Regional materials that were extracted and manufactured within 500 miles of the project site include: bricks, cement, aggregate, concrete blocks, metal framing and gypsum board. Selecting materials that originate near a project, means lower delivery costs and less CO2 put into the atmosphere.
Recycled Content: For this project, the structural steel, metal siding, particleboard, joint reinforcements, grout, fireproofing, metal framing and gypsum board all contain recycled content. A good amount of effort went into researching, purchasing and documenting products with high recycled content. Using recycled materials minimizes the amount of raw materials that need to be extracted from the natural environment and the amount of chemicals that are created during the manufacturing process.
The Living Learning Center was constructed with indoor environmental quality in mind. The building has demand control ventilation, which is triggered by CO2 sensors scattered throughout the building. When CO2 levels get too high, the system switches on to help pull out stale air and pull in fresh air from the outdoors. To help maintain clean indoor air, smoking is prohibited within at least 50ft of the building eliminating smoke from entering through building entrances and air intakes. Dormitory windows are operable, allowing occupants an additional option to control the comfort of their indoor environment.
Special care was also taken to select materials that contain low VOCs. These materials Include: adhesives & sealants, paints and carpeting. Products with low VOCs (Volitile Organic Compounds) or no VOCs are a much healthier choice when selecting materials for a construction project. VOCs are emitted as gases from certain chemicals both solid and liquid. Indoor VOC concentrations are higher indoors (up to 10 times higher) than outdoors and they can cause both short and long term health effects.
On the north side of the building, the stairwells were specifically designed to include large windows. Providing windows in the stairwell makes for a much more inviting space, reducing energy use that would have been used in taking the elevator.

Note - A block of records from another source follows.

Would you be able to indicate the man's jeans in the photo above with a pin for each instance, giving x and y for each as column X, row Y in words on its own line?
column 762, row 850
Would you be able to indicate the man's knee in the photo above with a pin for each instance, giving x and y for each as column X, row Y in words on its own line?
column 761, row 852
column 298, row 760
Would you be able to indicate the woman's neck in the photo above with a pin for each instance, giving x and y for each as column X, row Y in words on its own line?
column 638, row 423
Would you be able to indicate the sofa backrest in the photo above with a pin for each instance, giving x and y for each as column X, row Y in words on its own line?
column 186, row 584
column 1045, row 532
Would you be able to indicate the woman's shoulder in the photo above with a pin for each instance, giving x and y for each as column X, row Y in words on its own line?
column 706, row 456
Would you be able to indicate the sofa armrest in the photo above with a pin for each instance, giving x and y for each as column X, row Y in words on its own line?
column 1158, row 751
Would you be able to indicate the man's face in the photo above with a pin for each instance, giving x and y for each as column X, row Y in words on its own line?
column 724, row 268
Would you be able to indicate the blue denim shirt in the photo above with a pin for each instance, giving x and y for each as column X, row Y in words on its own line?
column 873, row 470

As seen in the image, the natural light makes the stairwell an attractive space, especially when compared to typical stairwells that can be dark and confining.

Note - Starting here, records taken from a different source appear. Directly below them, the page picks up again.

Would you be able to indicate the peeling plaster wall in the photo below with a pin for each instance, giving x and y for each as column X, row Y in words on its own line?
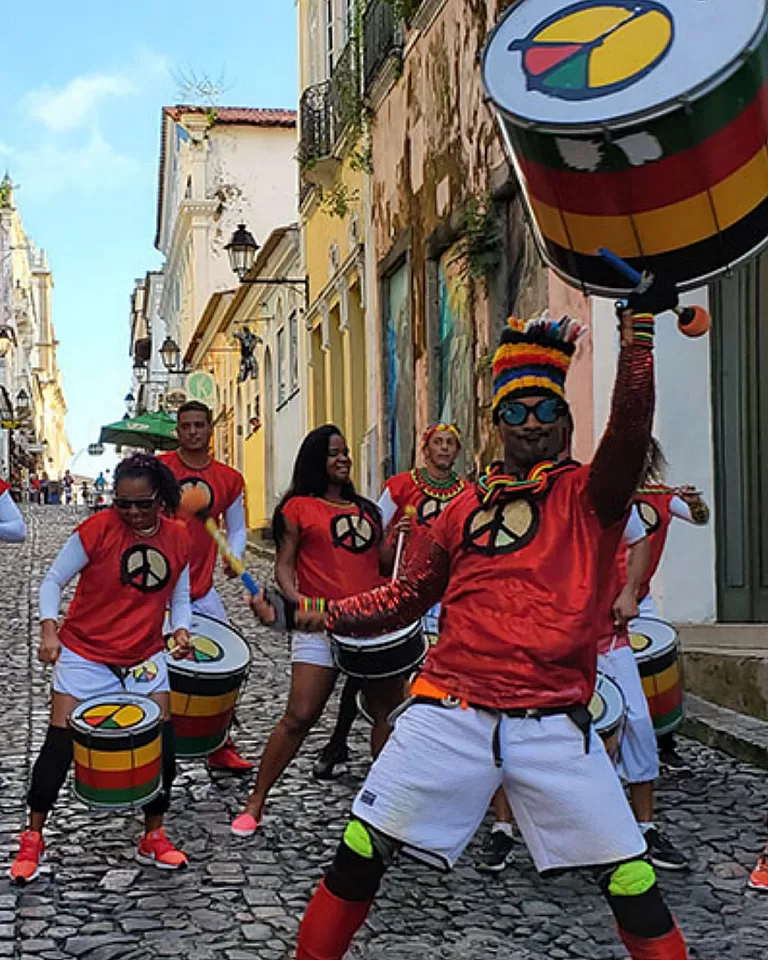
column 435, row 146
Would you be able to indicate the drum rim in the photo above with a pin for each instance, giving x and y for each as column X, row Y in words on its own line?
column 187, row 669
column 625, row 120
column 144, row 725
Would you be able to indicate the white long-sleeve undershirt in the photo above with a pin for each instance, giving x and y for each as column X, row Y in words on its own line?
column 12, row 526
column 72, row 559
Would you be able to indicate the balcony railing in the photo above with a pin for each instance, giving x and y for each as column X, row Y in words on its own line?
column 380, row 37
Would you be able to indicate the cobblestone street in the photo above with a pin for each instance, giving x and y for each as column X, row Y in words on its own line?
column 242, row 900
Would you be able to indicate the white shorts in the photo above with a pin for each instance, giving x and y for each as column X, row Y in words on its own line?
column 431, row 786
column 211, row 606
column 83, row 679
column 312, row 648
column 638, row 757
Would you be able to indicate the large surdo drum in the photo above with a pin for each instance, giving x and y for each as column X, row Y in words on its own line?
column 640, row 126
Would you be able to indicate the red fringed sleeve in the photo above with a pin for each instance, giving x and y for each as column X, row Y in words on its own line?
column 422, row 583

The building is equipped with a Green Education dashboard, which will provided water and electricity usage data in order to create awareness and modify occupant behavior. The system will also include slides that highlight the sustainable features of the building. The dashboard serves as a centerpiece of the first floor providing occupants with easily accessible information on the building they occupy.
The campus has also established a Green Cleaning policy, which requires the implementation of a high performance cleaning program, purchase and use of sustainable cleaning products and materials, which meet Green Seal, Environmental Choice, or other LEED accepted standards. This will help to reduce the exposure of building occupants and maintenance staff to potentially harmful chemicals as well as reduce the impact cleaning products have on the environment.